Regardless, it should be fairly easy to use this library with cookies. You would just need to overwrite the handleAuthResponse to have it look at the cookie instead of the response body. And then you would just not use the mixin because the cookie would always be sent to the server without having to do anything special.
@fenichelar curious for your thoughts on the optimal way to handle it. From what I gather, the optimal and most secure way is to use an httponly cookie and not return the jwt in the response body. But yes this library seems designed specifically for returning the jwt in the response body unless I have something mistaken. In my app I overload the local session by adding some bits of info to session.data, e.g. "isVerified: true". Just curious if you have any thoughts on architecting a secure login with this or other libs.
@burritoIand
the optimal and most secure way is to use an httponly cookie
I don't agree with the above statement. Using httponly cookies and localstorage are different. They can both be implemented securely and they can both be implemented in insecurely.

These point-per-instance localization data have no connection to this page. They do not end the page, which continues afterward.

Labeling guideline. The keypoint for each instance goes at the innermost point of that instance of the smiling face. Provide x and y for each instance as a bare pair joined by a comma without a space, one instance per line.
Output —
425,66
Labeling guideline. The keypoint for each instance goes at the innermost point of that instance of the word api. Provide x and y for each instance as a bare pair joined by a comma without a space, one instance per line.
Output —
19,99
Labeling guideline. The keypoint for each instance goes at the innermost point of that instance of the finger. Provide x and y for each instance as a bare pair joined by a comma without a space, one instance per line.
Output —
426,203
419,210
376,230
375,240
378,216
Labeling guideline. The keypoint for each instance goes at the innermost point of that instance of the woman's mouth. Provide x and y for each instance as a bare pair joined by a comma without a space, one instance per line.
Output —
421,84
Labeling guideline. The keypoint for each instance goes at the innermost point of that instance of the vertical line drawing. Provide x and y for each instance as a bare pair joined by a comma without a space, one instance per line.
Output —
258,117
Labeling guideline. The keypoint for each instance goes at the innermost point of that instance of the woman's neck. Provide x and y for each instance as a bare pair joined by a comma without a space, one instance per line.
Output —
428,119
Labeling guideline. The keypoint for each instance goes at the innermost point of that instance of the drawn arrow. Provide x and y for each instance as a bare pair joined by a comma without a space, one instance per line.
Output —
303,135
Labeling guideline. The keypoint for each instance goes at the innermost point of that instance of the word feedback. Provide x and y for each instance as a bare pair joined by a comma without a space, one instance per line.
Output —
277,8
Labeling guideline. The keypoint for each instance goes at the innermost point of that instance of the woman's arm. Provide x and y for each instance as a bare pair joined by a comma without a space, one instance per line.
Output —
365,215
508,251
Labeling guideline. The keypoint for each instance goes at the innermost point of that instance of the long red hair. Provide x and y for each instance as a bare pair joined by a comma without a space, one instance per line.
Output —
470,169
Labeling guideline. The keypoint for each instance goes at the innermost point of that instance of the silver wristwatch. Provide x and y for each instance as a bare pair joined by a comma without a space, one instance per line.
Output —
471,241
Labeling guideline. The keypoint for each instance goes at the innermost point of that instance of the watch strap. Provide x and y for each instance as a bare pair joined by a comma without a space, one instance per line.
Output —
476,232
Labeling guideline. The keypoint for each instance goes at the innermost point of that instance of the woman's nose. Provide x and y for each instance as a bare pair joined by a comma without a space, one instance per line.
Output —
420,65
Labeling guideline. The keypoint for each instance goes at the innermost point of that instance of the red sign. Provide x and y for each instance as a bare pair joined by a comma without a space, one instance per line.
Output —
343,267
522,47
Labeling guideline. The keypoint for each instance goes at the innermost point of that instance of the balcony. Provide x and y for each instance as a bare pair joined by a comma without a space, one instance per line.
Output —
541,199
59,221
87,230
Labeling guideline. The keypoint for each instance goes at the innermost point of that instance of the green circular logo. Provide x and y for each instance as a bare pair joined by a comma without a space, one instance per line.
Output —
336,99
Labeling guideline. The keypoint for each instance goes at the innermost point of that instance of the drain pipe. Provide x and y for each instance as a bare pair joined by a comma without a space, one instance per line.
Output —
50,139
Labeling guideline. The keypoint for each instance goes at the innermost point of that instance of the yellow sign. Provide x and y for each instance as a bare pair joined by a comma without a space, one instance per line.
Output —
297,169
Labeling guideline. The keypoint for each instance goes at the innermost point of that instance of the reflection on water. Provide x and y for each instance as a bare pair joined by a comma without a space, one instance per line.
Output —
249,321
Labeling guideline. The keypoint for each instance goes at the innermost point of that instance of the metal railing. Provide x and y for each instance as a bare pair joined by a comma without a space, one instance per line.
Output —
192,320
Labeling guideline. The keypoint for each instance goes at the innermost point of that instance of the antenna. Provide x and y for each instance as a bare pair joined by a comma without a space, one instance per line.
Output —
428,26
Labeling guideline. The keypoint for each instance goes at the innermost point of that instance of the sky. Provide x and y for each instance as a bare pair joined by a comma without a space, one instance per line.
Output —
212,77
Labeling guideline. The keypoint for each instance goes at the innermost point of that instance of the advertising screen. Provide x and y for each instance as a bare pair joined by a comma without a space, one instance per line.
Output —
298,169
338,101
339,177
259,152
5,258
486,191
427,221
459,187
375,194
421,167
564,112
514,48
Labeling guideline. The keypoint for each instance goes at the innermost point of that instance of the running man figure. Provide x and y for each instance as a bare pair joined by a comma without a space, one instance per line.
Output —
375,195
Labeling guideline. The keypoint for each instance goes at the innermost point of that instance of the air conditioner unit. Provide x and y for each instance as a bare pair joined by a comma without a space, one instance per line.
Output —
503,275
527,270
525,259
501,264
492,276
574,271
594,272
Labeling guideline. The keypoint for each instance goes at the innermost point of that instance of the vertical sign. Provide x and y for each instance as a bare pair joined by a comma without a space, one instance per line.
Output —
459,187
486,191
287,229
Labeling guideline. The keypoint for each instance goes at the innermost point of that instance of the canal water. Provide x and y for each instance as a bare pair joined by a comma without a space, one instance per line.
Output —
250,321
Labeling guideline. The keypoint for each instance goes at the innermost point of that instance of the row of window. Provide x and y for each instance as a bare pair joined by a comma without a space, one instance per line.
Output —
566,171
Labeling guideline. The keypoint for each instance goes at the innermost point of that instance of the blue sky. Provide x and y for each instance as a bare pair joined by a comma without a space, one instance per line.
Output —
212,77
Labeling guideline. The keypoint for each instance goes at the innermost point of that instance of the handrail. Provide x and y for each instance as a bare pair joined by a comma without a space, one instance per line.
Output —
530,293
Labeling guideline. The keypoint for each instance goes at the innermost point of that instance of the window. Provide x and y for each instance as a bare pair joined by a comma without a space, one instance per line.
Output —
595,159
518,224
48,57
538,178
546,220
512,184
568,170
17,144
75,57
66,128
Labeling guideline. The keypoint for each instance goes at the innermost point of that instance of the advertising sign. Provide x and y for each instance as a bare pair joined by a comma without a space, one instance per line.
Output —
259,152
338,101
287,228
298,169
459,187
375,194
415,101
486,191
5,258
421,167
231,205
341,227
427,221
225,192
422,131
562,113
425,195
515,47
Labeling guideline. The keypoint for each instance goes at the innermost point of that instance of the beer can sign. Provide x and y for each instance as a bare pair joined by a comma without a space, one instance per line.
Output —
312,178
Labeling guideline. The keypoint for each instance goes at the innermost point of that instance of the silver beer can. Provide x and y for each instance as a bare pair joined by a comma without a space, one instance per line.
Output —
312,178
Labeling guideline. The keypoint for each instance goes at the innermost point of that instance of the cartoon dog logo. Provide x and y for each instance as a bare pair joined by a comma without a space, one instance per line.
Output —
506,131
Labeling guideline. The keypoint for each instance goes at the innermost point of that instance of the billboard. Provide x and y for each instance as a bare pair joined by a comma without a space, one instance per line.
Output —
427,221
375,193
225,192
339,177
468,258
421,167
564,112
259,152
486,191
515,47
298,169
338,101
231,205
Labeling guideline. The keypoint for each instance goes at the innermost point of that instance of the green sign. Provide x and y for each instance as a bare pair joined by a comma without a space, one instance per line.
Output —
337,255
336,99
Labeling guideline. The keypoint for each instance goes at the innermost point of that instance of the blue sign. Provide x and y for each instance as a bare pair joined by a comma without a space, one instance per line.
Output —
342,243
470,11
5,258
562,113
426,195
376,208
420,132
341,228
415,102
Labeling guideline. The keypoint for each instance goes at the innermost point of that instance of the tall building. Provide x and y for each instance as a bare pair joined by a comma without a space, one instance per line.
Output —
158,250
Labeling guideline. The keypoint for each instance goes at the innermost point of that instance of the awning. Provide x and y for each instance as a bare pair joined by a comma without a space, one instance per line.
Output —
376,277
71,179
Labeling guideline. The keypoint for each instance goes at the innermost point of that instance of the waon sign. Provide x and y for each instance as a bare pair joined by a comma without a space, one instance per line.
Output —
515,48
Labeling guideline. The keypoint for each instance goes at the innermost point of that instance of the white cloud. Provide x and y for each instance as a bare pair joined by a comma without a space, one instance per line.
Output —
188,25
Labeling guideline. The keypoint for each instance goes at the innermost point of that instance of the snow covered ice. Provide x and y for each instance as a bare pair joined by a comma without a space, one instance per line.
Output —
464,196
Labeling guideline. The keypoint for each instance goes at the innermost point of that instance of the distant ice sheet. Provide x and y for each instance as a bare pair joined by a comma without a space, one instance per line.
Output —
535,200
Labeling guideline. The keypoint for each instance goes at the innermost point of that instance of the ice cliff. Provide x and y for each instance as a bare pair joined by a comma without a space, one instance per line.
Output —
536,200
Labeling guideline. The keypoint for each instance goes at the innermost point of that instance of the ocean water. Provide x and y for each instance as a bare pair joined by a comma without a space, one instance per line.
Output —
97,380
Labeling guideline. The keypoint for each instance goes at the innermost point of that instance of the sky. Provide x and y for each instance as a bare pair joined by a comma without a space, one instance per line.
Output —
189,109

This library is specifically designed for returning the jwt in the response body because if you are using httponly cookies, then you don't need any of the functionality in this library. An httponly cookie is by design not accessible by JavaScript, which includes ember, ember-simple-auth, and ember-simple-auth-token. When using httponly cookies, you basically just need to make the API request and if you get a 401/403/etc. error, redirect to a login page that when submitted makes a request to the server login endpoint which sets the cookie. There isn't much logic needed client side.
In summary, there isn't an optimal way of handling authentication. The various authentication designs have pros and cons that need to be considered for your specific use case. And all authentication designs have security pitfalls (XSS, CSRF, etc.) that you need to be mindful to avoid.
If you plan to use localstorage, then this library handles a lot of the logic for you. If you plan to use httponly cookies, then I can't think of any reason to use this library.
@fenichelar thank you for the response, it makes sense now. The one thing I wasn't sure of is how to store extra session data if you're using the cookie method, but I guess you'd store it as either a second non-httponly cookie or create an entry in localstorage.
Right now I'm stuffing a small number of extra boolean flags into session.data (e.g. "didUserConfirmPasswordThisSession")
@burritoIand Yes, you would need to store the session data separately. Localstorage generally makes more sense for session data because using cookies will increase the size of the requests to the server. If the server doesn't need the data, then there is no point in sending it with every request.
You could synchronize the data between localstorage and session.data or just directly use localstorage.